There were many ways in which Tommy could have disposed of his shilling. He might have been a good boy and returned it next day to Papa. He might have given Reddy half of it for not telling. It could have carried him over the winter. He might have stalked with it into the shop where the greasy puddings were and come rolling out hours afterwards. Some of these schemes did cross his little mind, but he decided to spend the whole shilling on a present to his mother, and it was to be something useful.
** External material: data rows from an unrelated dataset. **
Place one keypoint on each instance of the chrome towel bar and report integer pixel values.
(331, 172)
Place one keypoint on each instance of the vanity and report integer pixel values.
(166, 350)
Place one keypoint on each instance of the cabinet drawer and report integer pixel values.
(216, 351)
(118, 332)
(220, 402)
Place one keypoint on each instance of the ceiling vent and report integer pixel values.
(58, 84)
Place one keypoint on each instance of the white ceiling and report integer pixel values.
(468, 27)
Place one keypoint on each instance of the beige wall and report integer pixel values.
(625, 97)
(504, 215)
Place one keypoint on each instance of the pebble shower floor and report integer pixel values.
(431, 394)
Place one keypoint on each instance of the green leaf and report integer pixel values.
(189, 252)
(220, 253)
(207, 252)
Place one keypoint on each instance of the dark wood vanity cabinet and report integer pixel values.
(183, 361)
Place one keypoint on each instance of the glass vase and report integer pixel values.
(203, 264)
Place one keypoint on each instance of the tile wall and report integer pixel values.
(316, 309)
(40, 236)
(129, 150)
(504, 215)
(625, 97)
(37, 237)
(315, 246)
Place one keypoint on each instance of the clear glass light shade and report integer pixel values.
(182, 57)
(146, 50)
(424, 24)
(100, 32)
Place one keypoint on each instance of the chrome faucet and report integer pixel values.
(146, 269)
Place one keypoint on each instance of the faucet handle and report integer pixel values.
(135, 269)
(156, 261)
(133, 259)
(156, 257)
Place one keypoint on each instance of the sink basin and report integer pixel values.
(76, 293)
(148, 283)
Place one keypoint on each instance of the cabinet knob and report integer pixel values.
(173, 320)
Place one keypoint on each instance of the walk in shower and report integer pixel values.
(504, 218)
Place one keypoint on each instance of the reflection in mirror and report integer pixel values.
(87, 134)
He devoted much thought to what she was most in need of, and at last he bought her a colored picture of Lord Byron swimming the Hellespont.

He told her that he got his shilling from two toffs for playing with a little girl, and the explanation satisfied her; but she could have cried at the waste of the money, which would have been such a God-send to her. He cried altogether, however, at sight of her face, having expected it to look so pleased, and then she told him, with caresses, that the picture was the one thing she had been longing for ever since she came to London. How had he known this, she asked, and he clapped his hands gleefully, and said he just knowed when he saw it in the shop window.

"It was noble of you," she said, "to spend all your siller on me."

"Wasn't it, mother?" he crowed "I'm thinking there ain't many as noble as I is!"

He did not say why he had been so good to her, but it was because she had written no letters to Thrums since the intrusion of Elspeth; a strange reason for a boy whose greatest glory at one time had been to sit on the fender and exultingly watch his mother write down words that would be read aloud in the wonderful place. She was a long time in writing a letter, but that only made the whole evening romantic, and he found an arduous employment in keeping his tongue wet in preparation for the licking of the stamp.

But she could not write to the Thrums folk now without telling them of Elspeth, who was at present sleeping the sleep of the shameless in the hollow of the bed, and so for his sake, Tommy thought, she meant to write no more. For his sake, mark you, not for her own. She had often told him that some day he should go to Thrums, but not with her; she would be far away from him then in a dark place she was awid to be lying in. Thus it seemed, to Tommy that she denied herself the pleasure of writing to Thrums lest the sorry news of Elspeth's advent should spoil his reception when he went north.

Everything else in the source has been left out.